It is known that the functions f x ax 4 3ax b, f 1 2, f 1 1 1 find the analytic formula of f x

1)∵f(x)=ax²－4/3ax＋b,f(1)=2,f'(1)=1f(1)＝a－4a/3＋b＝﹣a/3＋b＝2f'(x)＝2ax－4a/3 ∴f'(1)＝2a－4a/3＝2a/3＝1 ∴a＝3/2 b＝5/2

f(x)＝3/2 x²－2x＋5/2

2)∵f'(1)=1 f(x) The tangent slope at (1,2) is 1, and the tangent equation is: y x m

Over (1,2) 1 m 2 m 1

The tangent equation for f(x) at (1,2) is: y x 1

1) According to the question, f(1)=a*1-4 3a*1+bb-a 3=2

f'(x)=2ax-4/3a

So f'(1)=2a-4 3a=2 3a=1 is solved to obtain a=3 2, b=5 2

f(x)=3/2x^2-2x+5/2

2), f(x)=3 2x 2-2x+5 2 so f'(x)=3x-2

Slope k=f'(1)=1

The tangent equation yields y=kx+b=x+b

Substituting (1,2).

We get b=1, so the tangent equation is y=x+1

and x-y+1=0

Summary. a 2 is known to f(-1)=4 and brings x -1 into the equation to get a+2 4 so a 2

The function f(x)=ax -2x is known, and if f(-1)=4, then a= is to be parsed.
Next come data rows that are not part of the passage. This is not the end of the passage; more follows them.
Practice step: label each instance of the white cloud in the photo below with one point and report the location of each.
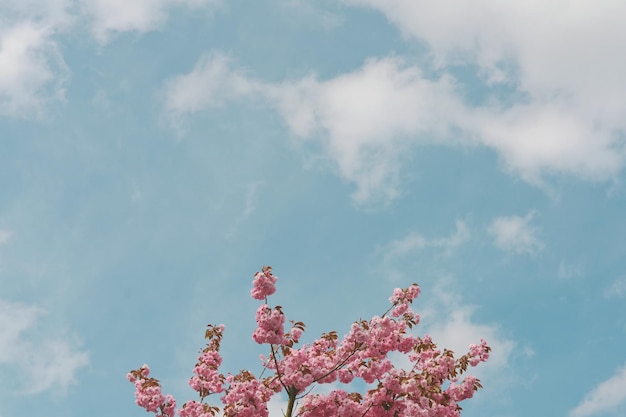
(616, 289)
(606, 397)
(211, 82)
(567, 65)
(515, 234)
(32, 70)
(113, 16)
(365, 119)
(415, 242)
(21, 346)
(370, 119)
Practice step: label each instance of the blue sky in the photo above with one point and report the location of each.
(154, 154)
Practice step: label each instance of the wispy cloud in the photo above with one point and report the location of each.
(604, 398)
(515, 234)
(33, 73)
(21, 348)
(617, 289)
(368, 119)
(415, 242)
(109, 17)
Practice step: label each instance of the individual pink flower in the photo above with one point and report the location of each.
(263, 284)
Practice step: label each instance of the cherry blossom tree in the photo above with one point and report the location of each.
(432, 385)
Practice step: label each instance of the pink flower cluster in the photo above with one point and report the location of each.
(148, 393)
(270, 325)
(430, 387)
(263, 284)
(246, 397)
(401, 298)
(196, 409)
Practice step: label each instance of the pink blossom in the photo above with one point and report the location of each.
(263, 284)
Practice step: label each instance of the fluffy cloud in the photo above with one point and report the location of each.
(566, 65)
(32, 71)
(606, 397)
(365, 119)
(21, 346)
(414, 242)
(515, 234)
(113, 16)
(369, 119)
(616, 289)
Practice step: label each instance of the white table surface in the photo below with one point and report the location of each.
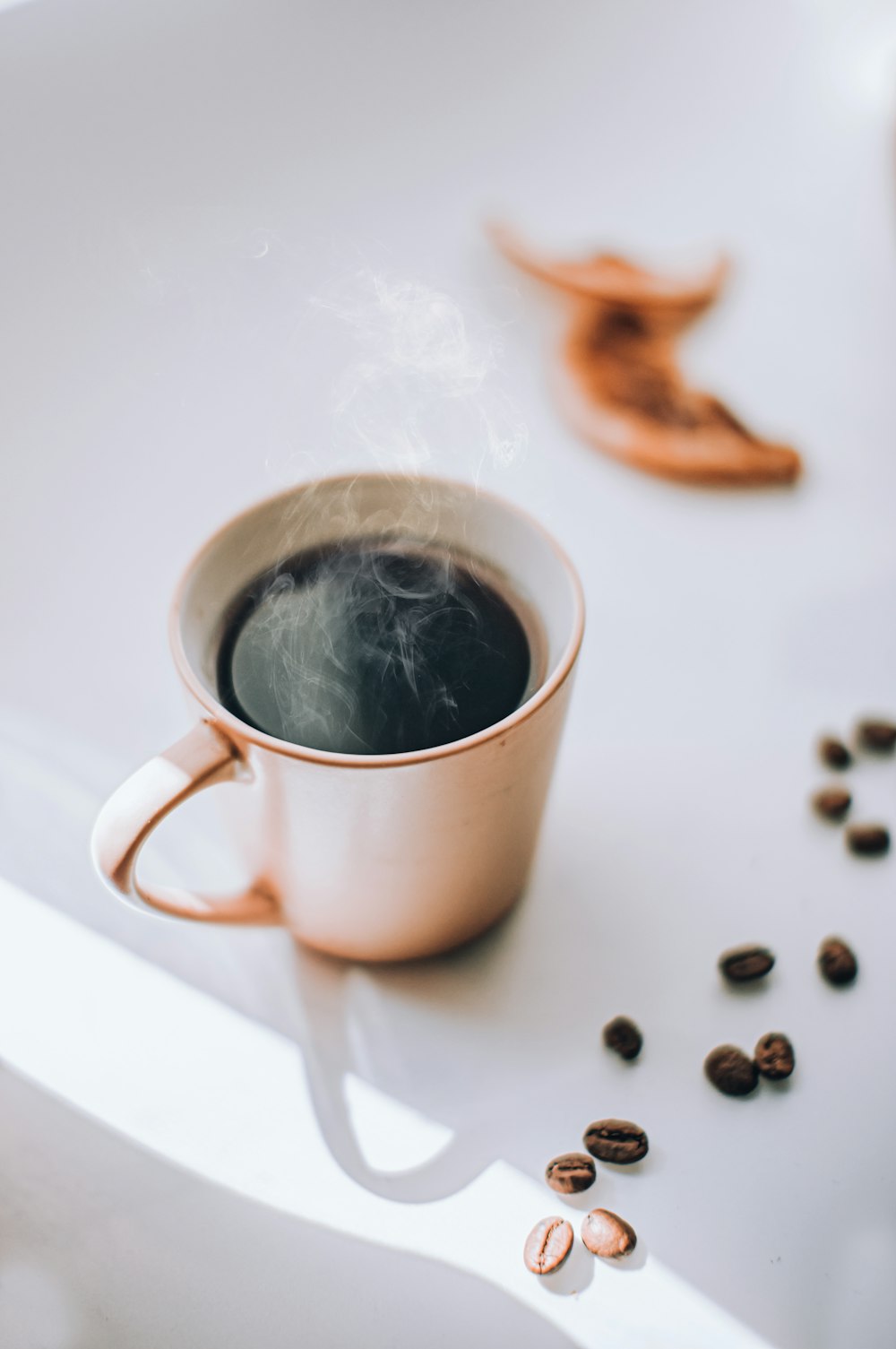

Okay.

Process. Hmmm.

Parse: I'll send it to you now.

What about the process. Okay thank you.

Good. a 2 is known to f(-1)=4 and brings x -1 into the equation to get a+2 4 so a 2

A 2 is not a 3ok

Answer: f(2)=-18

First, find the unknown a in f(x)=ax-4. Method: In the question, Qingnai has given f(-1)=3, which means that when x=-1, f(x)=3, -1 and 3 are substituted into f(x)=ax-4, and a=-7 is obtained.

Substituting the modulo index a=-7 into f(x)=ax-4 gives f(x)=-7x-4

Next, find f(2). Method: Substituting x=2 into the formula we finally derived: f(x)=-7x-4, we get f(2)=-7 2-4=-14-4=-18

Knowing that the function $f(x)=ax-4$ and $f(-1)=3$, we can use the known condition to argue the value of silver out $a$: finger stove.

f(-1)=a times (-1)-4=3$$ solution is bent to $a=1$.

So, $f(x)=x-4$, then $f(2)=2-4=-2$.

So, $f(2) = -2$.

Depending on the conditions.

a＋b＝0，①

4a－2b＝3，②

The solution is a 1 2, b 1 2, so the analytic formula of the function is y faction (x x) to change the calendar 2. Dust years.